RIFORMA PENSIONI 2016/ Il "rischio sentenza" che pende sugli interventi previdenziali

Giuliano Poletti (Lapresse)Giuliano Poletti (Lapresse)

Con Sentenza 173/2016, la Corte Costituzionale ha dichiarato legittimo il contributo di solidarietà sulle cosiddette "pensioni d'oro" introdotto dalla Legge di stabilità 2014 per il triennio 2014-2016. L'art. 1, comma 486, della Legge prevede, infatti, un contributo di solidarietà del 6% sulle pensioni di importo lordo annuo superiori rispettivamente da 14 a 20 volte il trattamento minimo Inps (tra 91.344 e 130.491 euro), del 12% sulla parte eccedente l'importo lordo annuo di 20 volte il trattamento minimo e del 18% sugli importi superiori a 30 volte il trattamento minimo (195.737 euro). 

Inoltre, differentemente dalla Sentenza 70/2015, dov'era stata dichiarata illegittima l'abolizione della perequazione della pensione per importi superiori a tre volte il trattamento minimo introdotta dal Governo Monti, in questa occasione la Corte ha respinto l'eccezione di incostituzionalità del limite all'indicizzazione agli importi più elevati (comma 483), presentato dalla sezione giurisdizionale della Corte dei Conti della Calabria - non senza esagerazione - anche come violazione della Convenzione europea per la salvaguardia dei diritti dell'uomo e delle libertà fondamentali.

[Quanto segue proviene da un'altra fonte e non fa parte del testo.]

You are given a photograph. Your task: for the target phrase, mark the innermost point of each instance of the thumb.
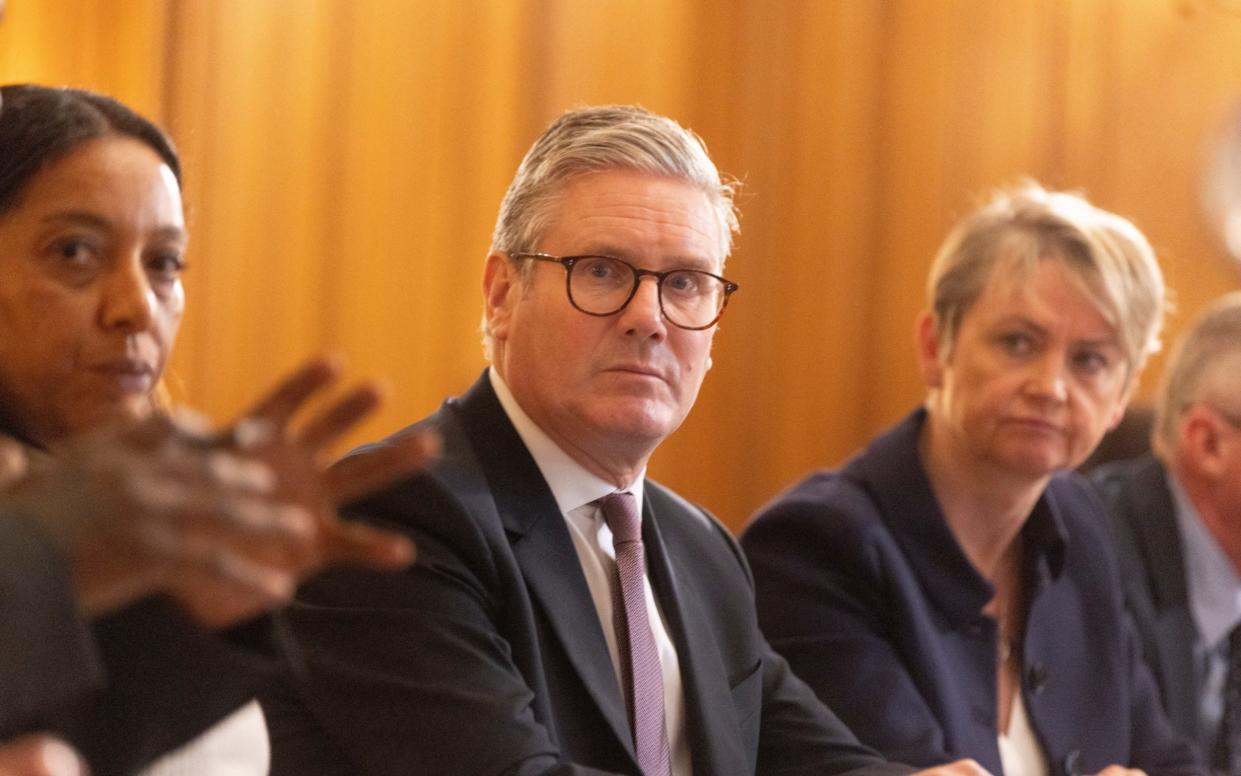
(13, 462)
(40, 755)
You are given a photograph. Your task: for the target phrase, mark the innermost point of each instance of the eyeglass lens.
(602, 286)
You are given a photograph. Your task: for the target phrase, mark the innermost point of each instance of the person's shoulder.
(1117, 479)
(825, 500)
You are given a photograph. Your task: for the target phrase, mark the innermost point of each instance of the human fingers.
(287, 397)
(376, 467)
(355, 544)
(341, 416)
(40, 755)
(958, 767)
(13, 461)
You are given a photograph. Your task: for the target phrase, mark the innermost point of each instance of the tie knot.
(621, 514)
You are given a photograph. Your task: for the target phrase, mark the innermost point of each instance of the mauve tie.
(639, 657)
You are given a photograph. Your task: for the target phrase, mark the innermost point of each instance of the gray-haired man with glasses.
(567, 615)
(1178, 524)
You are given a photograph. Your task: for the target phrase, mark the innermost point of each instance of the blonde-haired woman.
(951, 591)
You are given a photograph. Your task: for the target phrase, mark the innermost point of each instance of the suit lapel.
(544, 550)
(1158, 539)
(710, 717)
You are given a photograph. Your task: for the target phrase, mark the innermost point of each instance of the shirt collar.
(570, 482)
(1214, 585)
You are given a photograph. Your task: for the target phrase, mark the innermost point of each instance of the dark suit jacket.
(864, 589)
(488, 657)
(124, 689)
(1153, 571)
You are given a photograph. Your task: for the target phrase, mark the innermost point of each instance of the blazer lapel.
(545, 551)
(1158, 539)
(710, 718)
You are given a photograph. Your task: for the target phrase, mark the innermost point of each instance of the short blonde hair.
(607, 138)
(1209, 350)
(596, 139)
(1026, 224)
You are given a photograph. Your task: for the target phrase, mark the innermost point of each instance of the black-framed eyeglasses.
(603, 286)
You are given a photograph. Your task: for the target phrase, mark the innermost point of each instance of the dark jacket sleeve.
(47, 653)
(411, 673)
(123, 689)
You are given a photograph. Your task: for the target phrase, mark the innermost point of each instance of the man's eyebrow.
(613, 251)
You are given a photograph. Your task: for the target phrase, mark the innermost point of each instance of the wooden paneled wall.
(345, 159)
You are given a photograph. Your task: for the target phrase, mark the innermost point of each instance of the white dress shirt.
(236, 745)
(1020, 751)
(576, 489)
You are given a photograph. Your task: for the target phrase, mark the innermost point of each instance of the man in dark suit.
(1177, 515)
(525, 640)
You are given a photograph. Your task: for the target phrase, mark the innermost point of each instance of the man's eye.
(683, 282)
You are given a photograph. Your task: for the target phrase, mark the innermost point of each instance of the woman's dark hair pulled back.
(40, 124)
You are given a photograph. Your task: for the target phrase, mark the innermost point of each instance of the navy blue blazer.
(488, 656)
(864, 589)
(1155, 589)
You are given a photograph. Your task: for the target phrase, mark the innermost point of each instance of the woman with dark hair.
(133, 536)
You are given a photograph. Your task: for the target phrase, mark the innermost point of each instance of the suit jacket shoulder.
(1151, 551)
(493, 631)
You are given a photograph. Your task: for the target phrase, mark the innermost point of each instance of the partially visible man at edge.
(528, 640)
(1177, 513)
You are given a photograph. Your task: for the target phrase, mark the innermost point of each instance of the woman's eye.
(1015, 343)
(166, 266)
(1091, 361)
(76, 252)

Quanto al contributo di solidarietà, la Corte ne ha fissato i requisiti di costituzionalità, che questa volta sarebbero stati rispettati dal Legislatore: operare all'interno del complessivo sistema della previdenza (escludendone cioè la natura tributaria), essere imposto dalla situazione di crisi contingente, incidere sulle pensioni più elevate, essere sostenibile, proporzionale ed essere utilizzato come misura una tantum.

Questa volta è andata così. Ma quando si introducono contributi addizionali a carico di categorie di cittadini, soprattutto i più abbienti, si rischia quasi sicuramente un giudizio di legittimità: meglio continuare a gravare sui giovani che alla pensione non ci pensano ancora.